Quais são os principais sintomas da menopausa, sendo que podem variar muito de mulher para mulher, como disse?
Variam muito e as mulheres poderão valorizar uns sintomas em detrimento de outros de acordo com a interferência nas suas atividades e qualidade de vida. Os que costumam ser verbalizados como mais frequentes e, os que são mais incómodos, são os afrontamentos, as insónias, a irritabilidade, a secura vaginal e a diminuição da líbido.
Sintomas como a secura vaginal ou a falta de líbido podem afetar a vida em casal. Sente que ainda se esconde muito estes sintomas, mesmo do próprio médico ou ginecologista?
Talvez ainda haja algum constrangimento em tocar no assunto, mas penso que a tendência é positiva no sentido de que as mulheres cada vez mais se sentem no direito a uma vida sexual prazerosa, e também porque existe maior sensibilidade a nível dos profissionais de saúde para questionar o assunto caso as mulheres não o abordem.
Outro ponto muito importante, e que nunca é demais frisar, é que o principal órgão sexual da mulher é o cérebro, e que muitos destes constrangimentos podem estar relacionados com estas crenças limitadoras em relação à menopausa e à perceção do seu corpo como menos atraente.
A excitação na mulher vai muito além de estímulos físicos, é sobretudo psicológica e depende muito das suas próprias fantasias e criatividade. Um casal que comunique e se expresse abertamente sobre o tema num contexto de confiança e intimidade, certamente há-de encontrar estratégias para uma vida sexual satisfatória.
Ultimamente, várias figuras públicas internacionais começaram a colocar a tónica na menopausa, trazendo a normalidade necessária para o assunto. Mas ainda há um longo caminho a percorrer, ou não?
Sim, sobretudo no sentido de não demonizar a menopausa, como o bicho papão que dita o início de uma era em que “perdemos valor”, nos irá fazer sofrer e para a qual não há remédio. Quando no fundo é apenas uma nova etapa, onde alguns aspetos da nossa vida serão melhores e outros menos bons, pelo que é importante partilhar experiências e verbalizar as queixas, ao invés de as sofrer em silencio e com vergonha.
Olha-se muito para a menopausa como o fim de algo e raramente como o início de uma outra fase na vida da mulher. É imperativo mudar este olhar?
Na minha opinião, a menopausa deve ser encarada como uma oportunidade e um recomeço. É uma fase em que as mulheres são mais sábias, sabem melhor o que gostam, o que querem e que não querem para as suas vidas. Acumularam múltiplas experiências e saberes, o que as coloca num lugar privilegiado para tomarem decisões e alcançarem sucesso em projetos novos ou em curso.

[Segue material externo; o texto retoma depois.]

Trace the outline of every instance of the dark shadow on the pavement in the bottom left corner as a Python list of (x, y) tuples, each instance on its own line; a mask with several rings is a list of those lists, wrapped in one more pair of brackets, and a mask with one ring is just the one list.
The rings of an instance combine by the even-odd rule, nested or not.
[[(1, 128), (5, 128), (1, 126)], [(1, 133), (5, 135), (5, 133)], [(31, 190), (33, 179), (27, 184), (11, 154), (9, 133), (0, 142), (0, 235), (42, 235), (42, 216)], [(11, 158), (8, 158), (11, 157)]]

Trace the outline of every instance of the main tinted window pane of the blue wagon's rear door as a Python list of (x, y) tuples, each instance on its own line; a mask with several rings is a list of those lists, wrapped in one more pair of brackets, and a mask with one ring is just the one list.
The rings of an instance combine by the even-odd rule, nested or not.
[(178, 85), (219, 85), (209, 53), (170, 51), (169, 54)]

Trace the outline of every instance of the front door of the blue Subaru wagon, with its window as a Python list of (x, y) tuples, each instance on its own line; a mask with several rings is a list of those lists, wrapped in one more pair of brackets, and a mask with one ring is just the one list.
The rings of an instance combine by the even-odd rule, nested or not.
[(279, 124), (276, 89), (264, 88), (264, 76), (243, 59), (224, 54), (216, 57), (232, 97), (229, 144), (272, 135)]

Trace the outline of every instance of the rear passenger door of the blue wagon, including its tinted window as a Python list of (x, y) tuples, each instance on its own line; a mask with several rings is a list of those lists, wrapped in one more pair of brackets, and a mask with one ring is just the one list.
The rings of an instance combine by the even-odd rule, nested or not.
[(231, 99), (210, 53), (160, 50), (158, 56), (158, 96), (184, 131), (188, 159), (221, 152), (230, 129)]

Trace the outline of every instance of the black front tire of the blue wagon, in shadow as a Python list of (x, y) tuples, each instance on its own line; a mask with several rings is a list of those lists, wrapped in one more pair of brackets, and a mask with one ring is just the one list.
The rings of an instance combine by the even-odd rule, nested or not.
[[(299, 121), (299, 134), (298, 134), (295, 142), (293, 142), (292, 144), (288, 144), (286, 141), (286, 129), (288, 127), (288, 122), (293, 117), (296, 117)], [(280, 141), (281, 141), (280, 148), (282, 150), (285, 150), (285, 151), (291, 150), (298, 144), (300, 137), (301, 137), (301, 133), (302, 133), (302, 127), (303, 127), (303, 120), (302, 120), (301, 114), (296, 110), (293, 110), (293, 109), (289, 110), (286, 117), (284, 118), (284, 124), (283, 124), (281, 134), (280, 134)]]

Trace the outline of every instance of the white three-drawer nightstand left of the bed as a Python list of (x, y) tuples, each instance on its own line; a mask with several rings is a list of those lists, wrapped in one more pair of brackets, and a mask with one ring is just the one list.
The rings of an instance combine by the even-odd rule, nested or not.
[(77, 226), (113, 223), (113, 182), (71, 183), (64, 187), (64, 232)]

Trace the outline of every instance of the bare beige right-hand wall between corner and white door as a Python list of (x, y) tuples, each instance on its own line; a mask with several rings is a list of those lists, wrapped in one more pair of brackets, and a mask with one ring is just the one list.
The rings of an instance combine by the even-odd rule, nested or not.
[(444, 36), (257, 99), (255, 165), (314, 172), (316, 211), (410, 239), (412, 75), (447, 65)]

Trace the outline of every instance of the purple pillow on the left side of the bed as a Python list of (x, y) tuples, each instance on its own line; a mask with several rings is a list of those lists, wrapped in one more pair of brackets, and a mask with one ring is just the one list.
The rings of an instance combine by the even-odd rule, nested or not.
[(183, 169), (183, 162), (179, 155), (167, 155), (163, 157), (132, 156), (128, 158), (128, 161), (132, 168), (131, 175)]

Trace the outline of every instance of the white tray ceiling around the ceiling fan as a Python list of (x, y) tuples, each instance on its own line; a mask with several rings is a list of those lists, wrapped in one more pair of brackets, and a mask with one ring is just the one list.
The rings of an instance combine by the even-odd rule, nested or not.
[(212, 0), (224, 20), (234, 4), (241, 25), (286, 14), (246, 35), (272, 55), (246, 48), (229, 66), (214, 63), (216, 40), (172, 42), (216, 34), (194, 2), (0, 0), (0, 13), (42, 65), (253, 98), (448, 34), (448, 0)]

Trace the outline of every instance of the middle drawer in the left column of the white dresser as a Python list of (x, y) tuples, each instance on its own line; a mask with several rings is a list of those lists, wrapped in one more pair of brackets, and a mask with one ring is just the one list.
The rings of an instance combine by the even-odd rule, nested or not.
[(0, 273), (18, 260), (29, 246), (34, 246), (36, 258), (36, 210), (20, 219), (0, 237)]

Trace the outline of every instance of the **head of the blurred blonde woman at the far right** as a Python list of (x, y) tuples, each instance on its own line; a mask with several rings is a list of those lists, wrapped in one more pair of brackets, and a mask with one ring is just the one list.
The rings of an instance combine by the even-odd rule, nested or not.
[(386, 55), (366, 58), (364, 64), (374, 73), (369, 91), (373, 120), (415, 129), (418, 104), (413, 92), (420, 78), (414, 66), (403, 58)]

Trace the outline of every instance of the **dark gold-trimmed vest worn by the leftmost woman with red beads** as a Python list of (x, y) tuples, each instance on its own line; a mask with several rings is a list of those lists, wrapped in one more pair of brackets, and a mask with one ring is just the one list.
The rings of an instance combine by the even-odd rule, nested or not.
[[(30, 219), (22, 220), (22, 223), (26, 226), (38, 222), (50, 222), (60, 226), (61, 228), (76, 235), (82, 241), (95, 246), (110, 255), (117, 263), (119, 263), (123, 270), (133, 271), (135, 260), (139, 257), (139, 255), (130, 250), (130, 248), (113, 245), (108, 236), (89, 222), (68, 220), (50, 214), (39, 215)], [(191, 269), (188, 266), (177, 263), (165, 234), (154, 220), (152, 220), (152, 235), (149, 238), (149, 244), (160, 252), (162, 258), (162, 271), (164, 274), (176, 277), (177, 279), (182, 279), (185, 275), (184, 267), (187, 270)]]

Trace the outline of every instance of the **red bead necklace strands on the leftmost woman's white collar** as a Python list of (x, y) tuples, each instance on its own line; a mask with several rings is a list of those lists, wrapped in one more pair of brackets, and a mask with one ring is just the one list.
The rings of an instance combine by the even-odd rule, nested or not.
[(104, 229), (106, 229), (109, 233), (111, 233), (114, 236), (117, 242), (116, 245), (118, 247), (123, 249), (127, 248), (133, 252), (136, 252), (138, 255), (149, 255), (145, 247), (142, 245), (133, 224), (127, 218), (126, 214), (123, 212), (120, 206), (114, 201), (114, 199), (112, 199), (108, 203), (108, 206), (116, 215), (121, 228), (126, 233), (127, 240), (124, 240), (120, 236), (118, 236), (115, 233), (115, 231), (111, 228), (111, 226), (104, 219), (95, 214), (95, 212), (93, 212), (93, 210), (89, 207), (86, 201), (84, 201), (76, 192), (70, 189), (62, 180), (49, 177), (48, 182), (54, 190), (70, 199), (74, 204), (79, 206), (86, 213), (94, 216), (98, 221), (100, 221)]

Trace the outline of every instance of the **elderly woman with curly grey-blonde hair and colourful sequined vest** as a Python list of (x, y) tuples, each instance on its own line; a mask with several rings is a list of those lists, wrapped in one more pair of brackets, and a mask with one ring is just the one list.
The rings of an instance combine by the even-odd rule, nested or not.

Por outro lado, nas mulheres que tiveram filhos, a menopausa muitas vezes coincide com a altura em que eles se tornam mais autónomos ou saem de casa, o que por um lado pode provocar alguma tristeza pelo síndrome do ninho vazio, mas por outro lado permite mais tempo e disponibilidade para atividades com o parceiro, vida social, ou para aceitar novos desafios em diversos campos que as entusiasmem.

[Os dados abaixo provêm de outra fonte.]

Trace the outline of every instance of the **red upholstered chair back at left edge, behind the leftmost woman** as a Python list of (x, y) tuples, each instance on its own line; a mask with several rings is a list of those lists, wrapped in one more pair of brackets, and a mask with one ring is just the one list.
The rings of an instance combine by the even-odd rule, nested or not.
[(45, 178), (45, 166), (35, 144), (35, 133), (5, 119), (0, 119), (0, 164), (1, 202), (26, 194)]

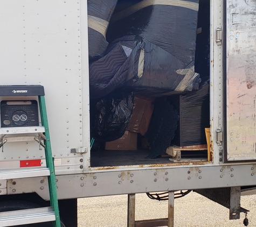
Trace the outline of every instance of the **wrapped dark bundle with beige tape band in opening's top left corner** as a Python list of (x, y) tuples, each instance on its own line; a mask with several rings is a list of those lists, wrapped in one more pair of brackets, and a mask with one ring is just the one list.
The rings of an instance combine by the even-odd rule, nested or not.
[(99, 59), (106, 51), (106, 32), (117, 0), (88, 0), (89, 59)]

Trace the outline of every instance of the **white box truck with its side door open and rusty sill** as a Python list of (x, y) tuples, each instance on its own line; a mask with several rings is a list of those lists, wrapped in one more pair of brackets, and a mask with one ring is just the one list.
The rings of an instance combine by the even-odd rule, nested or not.
[[(199, 12), (201, 5), (198, 25), (210, 31), (210, 110), (202, 112), (209, 149), (205, 156), (196, 146), (196, 159), (181, 146), (171, 157), (144, 159), (139, 146), (91, 151), (87, 1), (0, 1), (0, 226), (77, 226), (77, 198), (121, 194), (135, 226), (135, 194), (160, 191), (168, 192), (169, 217), (150, 226), (174, 226), (179, 190), (219, 202), (230, 219), (247, 211), (240, 196), (256, 185), (256, 2), (202, 0)], [(199, 40), (205, 30), (197, 30)], [(36, 210), (45, 207), (45, 216)]]

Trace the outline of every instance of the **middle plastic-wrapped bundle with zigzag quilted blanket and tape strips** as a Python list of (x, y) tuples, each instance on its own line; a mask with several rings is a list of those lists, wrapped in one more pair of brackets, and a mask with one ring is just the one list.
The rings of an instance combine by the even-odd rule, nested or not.
[[(138, 36), (124, 36), (109, 44), (106, 55), (89, 65), (91, 98), (121, 86), (142, 95), (167, 95), (199, 88), (193, 63), (185, 64), (164, 49)], [(177, 70), (178, 68), (178, 70)]]

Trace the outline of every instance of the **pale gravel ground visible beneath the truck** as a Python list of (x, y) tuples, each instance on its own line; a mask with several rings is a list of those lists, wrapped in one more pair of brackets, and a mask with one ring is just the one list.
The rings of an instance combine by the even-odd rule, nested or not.
[[(241, 197), (241, 207), (248, 212), (248, 226), (256, 226), (256, 195)], [(168, 201), (150, 200), (146, 194), (136, 194), (135, 220), (166, 218)], [(244, 214), (229, 220), (229, 210), (197, 193), (175, 199), (175, 227), (244, 226)], [(80, 198), (78, 227), (126, 227), (127, 195)]]

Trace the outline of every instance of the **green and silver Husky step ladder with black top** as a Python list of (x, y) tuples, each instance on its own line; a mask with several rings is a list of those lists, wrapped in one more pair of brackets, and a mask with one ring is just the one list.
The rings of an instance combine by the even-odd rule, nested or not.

É muito comum assistir à criação e ascensão de projetos muito interessantes, lucrativos ou não, de mulheres nesta faixa etária, e muitas delas referem que só alcançaram confiança, espaço e tempo para si próprias e para os seus sonhos depois dos cinquenta anos.

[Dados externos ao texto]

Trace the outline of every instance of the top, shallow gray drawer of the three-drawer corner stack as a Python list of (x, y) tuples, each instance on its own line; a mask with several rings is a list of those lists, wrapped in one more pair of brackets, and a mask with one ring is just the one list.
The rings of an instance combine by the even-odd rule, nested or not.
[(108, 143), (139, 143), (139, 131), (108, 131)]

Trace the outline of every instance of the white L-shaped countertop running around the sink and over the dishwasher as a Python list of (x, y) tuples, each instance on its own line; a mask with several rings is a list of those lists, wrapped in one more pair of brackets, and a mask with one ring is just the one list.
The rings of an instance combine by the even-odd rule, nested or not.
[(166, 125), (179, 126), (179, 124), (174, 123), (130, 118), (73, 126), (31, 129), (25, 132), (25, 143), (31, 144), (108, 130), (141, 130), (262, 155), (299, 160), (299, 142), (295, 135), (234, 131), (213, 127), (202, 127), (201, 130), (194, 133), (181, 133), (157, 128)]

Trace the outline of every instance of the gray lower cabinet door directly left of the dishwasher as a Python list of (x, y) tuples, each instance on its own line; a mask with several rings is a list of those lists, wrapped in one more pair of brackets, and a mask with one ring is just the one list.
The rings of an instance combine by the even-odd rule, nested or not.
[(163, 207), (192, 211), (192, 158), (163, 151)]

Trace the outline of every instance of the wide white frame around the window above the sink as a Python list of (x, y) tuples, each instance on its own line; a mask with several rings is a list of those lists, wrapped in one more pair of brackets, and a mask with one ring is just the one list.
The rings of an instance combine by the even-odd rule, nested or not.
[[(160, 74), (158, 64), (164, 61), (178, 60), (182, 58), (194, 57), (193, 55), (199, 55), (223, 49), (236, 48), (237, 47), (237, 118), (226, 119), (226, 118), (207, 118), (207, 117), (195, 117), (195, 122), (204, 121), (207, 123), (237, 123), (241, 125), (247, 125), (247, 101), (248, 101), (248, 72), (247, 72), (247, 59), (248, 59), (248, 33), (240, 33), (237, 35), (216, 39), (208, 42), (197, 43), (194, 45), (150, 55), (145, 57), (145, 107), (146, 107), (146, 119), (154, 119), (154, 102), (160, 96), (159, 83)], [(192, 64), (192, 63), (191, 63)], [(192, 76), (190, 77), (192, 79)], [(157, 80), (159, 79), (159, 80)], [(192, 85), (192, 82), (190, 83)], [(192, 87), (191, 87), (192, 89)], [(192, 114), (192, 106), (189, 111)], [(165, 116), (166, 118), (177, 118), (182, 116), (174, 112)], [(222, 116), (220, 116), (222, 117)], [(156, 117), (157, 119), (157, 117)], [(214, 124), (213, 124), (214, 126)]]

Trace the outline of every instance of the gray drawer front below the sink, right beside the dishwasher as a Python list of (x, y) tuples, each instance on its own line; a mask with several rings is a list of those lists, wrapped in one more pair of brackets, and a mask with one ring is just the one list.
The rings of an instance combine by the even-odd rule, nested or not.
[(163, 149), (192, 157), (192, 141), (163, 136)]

Ou seja, a menopausa não tem que ser um período sofrido, constrangedor e vivido de forma isolada?
Claro que não, temos muitas ferramentas ao nosso dispor, medicamentosas e não só, para contrariar os incómodos causados pela transição hormonal, para que as mulheres desfrutem da sua vida familiar, social, afetiva e sexual, de uma forma tão ativa como antes. Uma das peças chave nesta transição e que recomendo muito é a prática regular de atividade física ou desportiva.